La réalité tempère quelque peu cet espoir. Il existe bien sûr des initiatives de normalisation décrites ci-dessus. Cependant, tout d’abord il n’existe pas de spécification universelle, mais ensuite, les institutions financières ne sont pas obligées de s’y conformer et enfin, les spécifications laissent une certaine liberté d’implémentation (mot-clé Implementor Options). Si un acteur du marché, qu’il s’agisse d’une institution financière ou d’un prestataire de services tiers, souhaite utiliser l’API accès au compte des institutions financières, il est confronté à un défi. PPI a relevé ce défi et a créé, avec le produit TRAVIC-Payment-Client-API, une bibliothèque qui dissimule l’hétérogénéité décrite derrière une seule interface. L’utilisation de TRAVIC-Payment-Client-API permet de minimiser les risques et de raccourcir le temps de développement pendant la connexion des interfaces accès au compte des institutions financières. Le produit est utilisé de manière productive chez Atruvia AG. Pour en savoir plus et découvrir par exemple comment Atruvia AG en a profité, cliquez ici.
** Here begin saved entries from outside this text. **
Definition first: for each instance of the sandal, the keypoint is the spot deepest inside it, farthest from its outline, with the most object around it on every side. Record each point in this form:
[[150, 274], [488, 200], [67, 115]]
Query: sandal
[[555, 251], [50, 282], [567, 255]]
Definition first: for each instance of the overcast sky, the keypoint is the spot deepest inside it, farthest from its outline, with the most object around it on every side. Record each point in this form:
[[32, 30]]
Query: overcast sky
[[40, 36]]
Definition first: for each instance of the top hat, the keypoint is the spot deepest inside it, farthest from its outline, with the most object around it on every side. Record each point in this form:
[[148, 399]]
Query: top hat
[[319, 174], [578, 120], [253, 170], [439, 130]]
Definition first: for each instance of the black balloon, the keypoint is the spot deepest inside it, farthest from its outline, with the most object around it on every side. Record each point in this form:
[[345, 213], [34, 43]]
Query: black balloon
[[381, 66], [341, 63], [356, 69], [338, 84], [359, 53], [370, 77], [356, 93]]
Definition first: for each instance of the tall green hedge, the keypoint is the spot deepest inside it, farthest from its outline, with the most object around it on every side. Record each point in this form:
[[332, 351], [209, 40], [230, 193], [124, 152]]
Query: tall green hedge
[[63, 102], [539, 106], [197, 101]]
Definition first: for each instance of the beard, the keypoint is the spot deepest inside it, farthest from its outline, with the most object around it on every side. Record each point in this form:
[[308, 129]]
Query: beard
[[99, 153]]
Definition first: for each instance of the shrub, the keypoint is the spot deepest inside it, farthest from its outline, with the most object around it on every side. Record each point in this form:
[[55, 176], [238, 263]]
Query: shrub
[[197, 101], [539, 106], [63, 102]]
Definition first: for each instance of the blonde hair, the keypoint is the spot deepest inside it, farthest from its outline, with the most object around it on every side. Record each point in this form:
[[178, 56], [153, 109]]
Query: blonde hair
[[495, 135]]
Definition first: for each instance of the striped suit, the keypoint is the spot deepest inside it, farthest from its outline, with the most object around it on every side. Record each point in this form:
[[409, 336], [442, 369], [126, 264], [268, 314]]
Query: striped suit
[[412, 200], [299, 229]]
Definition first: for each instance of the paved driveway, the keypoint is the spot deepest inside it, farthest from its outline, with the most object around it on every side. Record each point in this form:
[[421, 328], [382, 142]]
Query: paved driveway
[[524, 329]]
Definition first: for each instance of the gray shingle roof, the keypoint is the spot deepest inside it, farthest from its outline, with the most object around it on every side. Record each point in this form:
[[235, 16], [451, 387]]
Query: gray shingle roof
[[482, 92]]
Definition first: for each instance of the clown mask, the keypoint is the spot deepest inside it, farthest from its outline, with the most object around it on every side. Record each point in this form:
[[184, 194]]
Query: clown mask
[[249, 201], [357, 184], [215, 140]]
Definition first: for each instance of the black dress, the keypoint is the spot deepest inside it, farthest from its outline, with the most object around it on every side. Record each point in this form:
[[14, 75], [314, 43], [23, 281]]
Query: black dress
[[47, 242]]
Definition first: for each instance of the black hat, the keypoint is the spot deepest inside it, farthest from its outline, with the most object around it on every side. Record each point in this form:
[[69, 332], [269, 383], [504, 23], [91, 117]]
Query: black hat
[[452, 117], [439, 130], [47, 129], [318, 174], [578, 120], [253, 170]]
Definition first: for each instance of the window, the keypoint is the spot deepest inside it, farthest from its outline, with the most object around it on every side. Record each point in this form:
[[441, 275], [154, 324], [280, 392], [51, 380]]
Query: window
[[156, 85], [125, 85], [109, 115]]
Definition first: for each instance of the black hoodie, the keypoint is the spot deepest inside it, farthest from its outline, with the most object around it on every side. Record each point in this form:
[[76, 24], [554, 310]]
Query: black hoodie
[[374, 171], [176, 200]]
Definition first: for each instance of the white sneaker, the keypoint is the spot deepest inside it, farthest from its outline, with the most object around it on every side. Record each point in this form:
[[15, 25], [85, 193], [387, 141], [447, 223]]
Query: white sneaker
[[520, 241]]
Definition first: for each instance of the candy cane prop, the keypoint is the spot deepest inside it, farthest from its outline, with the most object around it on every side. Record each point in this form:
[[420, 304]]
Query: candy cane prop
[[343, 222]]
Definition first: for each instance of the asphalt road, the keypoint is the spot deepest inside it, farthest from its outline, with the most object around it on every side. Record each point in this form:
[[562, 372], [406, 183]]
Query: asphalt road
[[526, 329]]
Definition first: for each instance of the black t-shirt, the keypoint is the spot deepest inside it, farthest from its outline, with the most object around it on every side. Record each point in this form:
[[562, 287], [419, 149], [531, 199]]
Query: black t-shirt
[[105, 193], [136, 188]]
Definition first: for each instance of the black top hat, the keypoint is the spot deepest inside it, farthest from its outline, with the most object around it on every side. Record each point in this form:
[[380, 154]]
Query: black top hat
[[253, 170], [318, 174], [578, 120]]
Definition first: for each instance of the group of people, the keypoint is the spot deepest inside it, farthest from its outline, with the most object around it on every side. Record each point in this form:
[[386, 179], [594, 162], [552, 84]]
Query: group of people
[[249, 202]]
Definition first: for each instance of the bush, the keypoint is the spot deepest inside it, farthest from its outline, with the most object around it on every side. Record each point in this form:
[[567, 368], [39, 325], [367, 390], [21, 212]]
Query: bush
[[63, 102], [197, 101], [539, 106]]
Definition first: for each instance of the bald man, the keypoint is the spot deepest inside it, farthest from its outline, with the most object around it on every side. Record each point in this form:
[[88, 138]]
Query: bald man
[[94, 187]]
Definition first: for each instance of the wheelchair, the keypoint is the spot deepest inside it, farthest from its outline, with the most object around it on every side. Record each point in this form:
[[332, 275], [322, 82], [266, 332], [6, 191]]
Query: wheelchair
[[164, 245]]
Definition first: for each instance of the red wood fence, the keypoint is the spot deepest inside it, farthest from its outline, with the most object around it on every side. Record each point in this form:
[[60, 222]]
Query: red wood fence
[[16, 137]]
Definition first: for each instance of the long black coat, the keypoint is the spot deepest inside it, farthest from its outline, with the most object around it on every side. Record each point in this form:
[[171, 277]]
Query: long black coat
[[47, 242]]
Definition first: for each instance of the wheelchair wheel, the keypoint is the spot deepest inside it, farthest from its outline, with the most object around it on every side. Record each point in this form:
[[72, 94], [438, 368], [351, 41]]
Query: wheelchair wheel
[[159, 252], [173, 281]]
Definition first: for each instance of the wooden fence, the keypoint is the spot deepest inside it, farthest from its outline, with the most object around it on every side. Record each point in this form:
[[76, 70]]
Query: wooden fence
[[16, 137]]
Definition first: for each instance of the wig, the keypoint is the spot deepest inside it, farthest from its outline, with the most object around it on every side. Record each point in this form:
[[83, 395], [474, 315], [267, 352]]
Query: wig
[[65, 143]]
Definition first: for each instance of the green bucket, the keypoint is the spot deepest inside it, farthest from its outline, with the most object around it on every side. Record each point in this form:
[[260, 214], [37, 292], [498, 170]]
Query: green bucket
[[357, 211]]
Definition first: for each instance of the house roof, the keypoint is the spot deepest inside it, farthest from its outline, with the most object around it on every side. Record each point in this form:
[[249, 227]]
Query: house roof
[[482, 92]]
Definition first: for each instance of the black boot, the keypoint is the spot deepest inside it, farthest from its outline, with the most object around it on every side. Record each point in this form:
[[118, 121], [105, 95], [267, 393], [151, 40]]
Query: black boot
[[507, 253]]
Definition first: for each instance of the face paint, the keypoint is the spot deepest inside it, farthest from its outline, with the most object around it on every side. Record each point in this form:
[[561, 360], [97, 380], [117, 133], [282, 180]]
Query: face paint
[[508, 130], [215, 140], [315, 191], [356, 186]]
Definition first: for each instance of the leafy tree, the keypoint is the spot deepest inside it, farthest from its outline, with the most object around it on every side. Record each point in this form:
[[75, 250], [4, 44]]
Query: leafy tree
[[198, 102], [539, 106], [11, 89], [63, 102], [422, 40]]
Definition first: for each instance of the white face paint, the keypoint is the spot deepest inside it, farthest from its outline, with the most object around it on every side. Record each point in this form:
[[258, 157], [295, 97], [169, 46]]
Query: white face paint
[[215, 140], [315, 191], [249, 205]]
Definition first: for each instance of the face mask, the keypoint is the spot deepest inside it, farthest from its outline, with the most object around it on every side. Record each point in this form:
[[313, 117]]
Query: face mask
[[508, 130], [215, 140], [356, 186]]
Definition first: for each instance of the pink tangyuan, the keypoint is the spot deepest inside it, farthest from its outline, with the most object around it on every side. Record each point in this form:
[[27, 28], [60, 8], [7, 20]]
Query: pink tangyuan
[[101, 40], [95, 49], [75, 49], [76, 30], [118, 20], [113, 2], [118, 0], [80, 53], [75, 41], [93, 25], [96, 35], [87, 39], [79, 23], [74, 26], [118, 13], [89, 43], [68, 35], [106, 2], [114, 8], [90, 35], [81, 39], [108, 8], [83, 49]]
Du point de vue de PPI, le thème API est un incontournable dans le contexte des paiements. Poussés en partie par la DSP2, les premiers pas ont été faits du côté des institutions financières. Mais il est prévisible que le progrès ne s’arrêtera pas là. Le Berlin Group a depuis longtemps spécifié l’openFinance API Framework (https://www.berlin-group.org/open-finance) qui développe les cas d’utilisation de l’interface accès au compte. Pour autant que l’on sache, d’autres extensions de la spécification sont prévues pour 2022. Ces services à valeur ajoutée, qui sont bien entendu fournis via des API, sont de plus en plus proposés sur les portails pour développeurs des grandes institutions financières. Certaines de ces API ne s’adressent plus seulement à des prestataires de services tiers, mais aussi directement aux entreprises. Cela montre clairement que le thème de l’API ne se limite pas aux cas d’utilisation pertinents pour la DSP2, mais qu’il s’établira de plus en plus comme un canal autonome pour différentes parties impliquées. Par conséquent, il est probable que tôt ou tard, d’autres API seront disponibles en plus d’EBICS, FinTS et accès au compte.

Le Berlin Group n’est pas le seul à s’intéresser à l’API. Le Conseil européen des paiements (EPC) a créé un groupe de travail au niveau européen, chargé d’élaborer un Rulebook pour l’accès aux comptes de paiement SEPA via les API (https://www.europeanpaymentscouncil.eu/news-insights/news/call-candidates-sepa-payment-account-access-multi-stakeholder-group-spaa-msg), auquel PPI participe. En outre, dans l’annonce publiée récemment au sujet du « SEPA Request to Pay Scheme Rulebook 2.0 », l’EPC a même déclaré que l’échange de messages SRTP via des API serait obligatoire à l’avenir.
Le marché est en pleine mutation, mais une chose est claire : la liste des initiatives existantes et futures autour des API est longue et de nombreuses innovations sont envisageables dans cet environnement. Avec le produit TRAVIC-Payment-Client-API, PPI a fait le premier pas et le propose notamment aussi comme service. En outre, PPI conçoit d’autres services autour du thème de l’API.